ハギワラシスコム、民事再生法の適用を申請

3月31日 発表



 株式会社ハギワラシスコムは3月31日、名古屋地方裁判所へ民事再生法の適用を申請したことを明らかにした。負債総額は107億円。

 同社は、半導体メモリを利用したコンピュータ関連の製品や、サービスの企画、開発などを行なう専業会社。USBメモリやSDカード、CFなどのフラッシュメモリで代表されるコンシューマのほか、産業機器組み込み用ストレージ製品、危機管理サービスなどの法人ビジネス向製品の企画や開発、販売などを行なっていた。

 1995年に企画開発したデジタルカメラ向けのフラッシュメモリ製品がヒットし、それ以降フラッシュメモリ製品の企画や開発、販売などを事業の核として展開し、ピーク時の2004年5月末の決算期で約319億円の売上高を計上していた。

 しかし、コンシューマ向けフラッシュメモリ関連ビジネス市場の伸びが鈍化し、多数の競合企業が参入して競争が激化。さらにフラッシュメモリ製品の販売単価が下落するとともに、取引先から販促および在庫対策として多額のリベートの支払いを要請された。

 そのため、安定した収益が確保可能な法人ビジネス向け事業への転換を図ったが、想定より事業の立ち上がりが遅れ市場の開拓に手間取った。また、リーマンショック以降のコンシューマ市場の低迷と、事業リストラクチャリングや販売管理コストの見直しが遅れ、さらに業績が悪化した。

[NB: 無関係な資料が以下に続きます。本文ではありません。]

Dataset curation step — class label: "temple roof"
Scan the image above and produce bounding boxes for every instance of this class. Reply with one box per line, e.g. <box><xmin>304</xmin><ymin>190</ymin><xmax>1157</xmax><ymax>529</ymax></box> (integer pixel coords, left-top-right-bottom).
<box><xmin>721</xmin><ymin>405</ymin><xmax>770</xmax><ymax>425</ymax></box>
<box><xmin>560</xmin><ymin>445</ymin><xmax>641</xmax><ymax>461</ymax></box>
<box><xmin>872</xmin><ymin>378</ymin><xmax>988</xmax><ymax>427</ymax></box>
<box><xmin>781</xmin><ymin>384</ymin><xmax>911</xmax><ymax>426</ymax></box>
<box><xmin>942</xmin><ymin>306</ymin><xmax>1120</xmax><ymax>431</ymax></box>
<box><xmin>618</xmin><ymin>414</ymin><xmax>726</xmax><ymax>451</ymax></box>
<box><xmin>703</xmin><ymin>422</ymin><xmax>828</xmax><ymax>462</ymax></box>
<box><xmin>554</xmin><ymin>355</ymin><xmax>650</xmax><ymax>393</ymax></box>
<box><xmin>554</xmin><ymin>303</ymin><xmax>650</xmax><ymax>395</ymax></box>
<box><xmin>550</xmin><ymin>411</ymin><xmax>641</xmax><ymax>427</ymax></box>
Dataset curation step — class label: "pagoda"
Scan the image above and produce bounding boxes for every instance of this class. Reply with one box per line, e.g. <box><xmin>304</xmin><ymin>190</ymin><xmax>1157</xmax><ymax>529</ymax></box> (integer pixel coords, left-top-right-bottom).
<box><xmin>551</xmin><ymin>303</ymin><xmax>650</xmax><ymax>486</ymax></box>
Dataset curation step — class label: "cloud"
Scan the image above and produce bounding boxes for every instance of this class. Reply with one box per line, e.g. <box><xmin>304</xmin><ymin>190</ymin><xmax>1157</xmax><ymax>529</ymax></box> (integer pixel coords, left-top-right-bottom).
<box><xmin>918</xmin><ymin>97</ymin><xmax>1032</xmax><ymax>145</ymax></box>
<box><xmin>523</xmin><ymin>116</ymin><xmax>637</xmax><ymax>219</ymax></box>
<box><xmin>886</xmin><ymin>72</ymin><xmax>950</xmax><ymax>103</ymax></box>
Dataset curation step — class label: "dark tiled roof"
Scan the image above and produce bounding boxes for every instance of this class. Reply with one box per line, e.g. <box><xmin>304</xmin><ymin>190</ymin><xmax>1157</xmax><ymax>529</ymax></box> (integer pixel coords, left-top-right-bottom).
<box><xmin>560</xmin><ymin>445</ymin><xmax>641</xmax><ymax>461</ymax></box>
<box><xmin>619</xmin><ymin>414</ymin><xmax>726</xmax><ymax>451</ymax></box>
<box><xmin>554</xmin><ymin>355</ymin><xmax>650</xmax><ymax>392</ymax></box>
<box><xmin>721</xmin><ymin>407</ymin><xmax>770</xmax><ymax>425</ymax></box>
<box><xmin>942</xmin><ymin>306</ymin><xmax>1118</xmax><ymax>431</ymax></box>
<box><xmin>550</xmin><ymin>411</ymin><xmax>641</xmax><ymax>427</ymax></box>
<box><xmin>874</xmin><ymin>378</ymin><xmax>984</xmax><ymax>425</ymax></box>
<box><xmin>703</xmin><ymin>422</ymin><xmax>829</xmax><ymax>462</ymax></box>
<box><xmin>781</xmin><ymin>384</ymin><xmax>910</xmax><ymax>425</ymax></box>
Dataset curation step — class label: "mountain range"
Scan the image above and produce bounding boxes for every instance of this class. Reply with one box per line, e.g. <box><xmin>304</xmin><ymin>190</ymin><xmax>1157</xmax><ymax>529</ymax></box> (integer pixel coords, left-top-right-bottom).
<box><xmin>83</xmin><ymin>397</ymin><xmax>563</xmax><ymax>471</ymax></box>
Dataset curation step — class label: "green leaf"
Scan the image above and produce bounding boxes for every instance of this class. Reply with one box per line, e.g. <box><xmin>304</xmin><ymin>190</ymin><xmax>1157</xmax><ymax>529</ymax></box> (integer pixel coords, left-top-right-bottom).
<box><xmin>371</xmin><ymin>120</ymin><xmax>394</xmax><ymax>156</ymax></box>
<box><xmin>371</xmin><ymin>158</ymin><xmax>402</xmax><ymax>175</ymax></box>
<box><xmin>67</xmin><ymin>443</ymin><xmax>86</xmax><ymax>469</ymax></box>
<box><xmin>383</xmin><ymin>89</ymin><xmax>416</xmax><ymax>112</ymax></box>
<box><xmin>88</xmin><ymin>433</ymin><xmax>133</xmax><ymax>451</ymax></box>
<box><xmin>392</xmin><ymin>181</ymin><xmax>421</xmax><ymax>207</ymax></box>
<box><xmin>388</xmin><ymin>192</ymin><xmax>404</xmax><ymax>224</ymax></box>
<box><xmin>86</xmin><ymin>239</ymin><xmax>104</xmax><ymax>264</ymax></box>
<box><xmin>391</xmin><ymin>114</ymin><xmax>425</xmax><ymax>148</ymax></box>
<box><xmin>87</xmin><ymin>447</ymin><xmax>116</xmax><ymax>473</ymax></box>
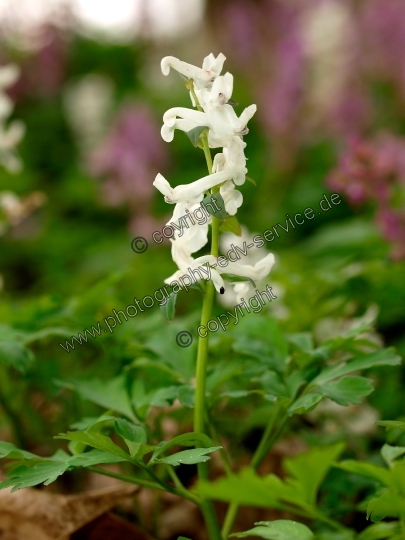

 そこでリストラクチャリングを実施する一方で、2010年から取引先に対して弁済猶予などを願い出たが、取引先金融機関の与信姿勢が厳しさを増し、結果的に資金繰りが以前に増してタイトとなった。さらに2011年3月に、資金繰りの上で予定していた金融機関から融資が得られないことなどから、今回の民事再生手続開始の申立てに至ったという。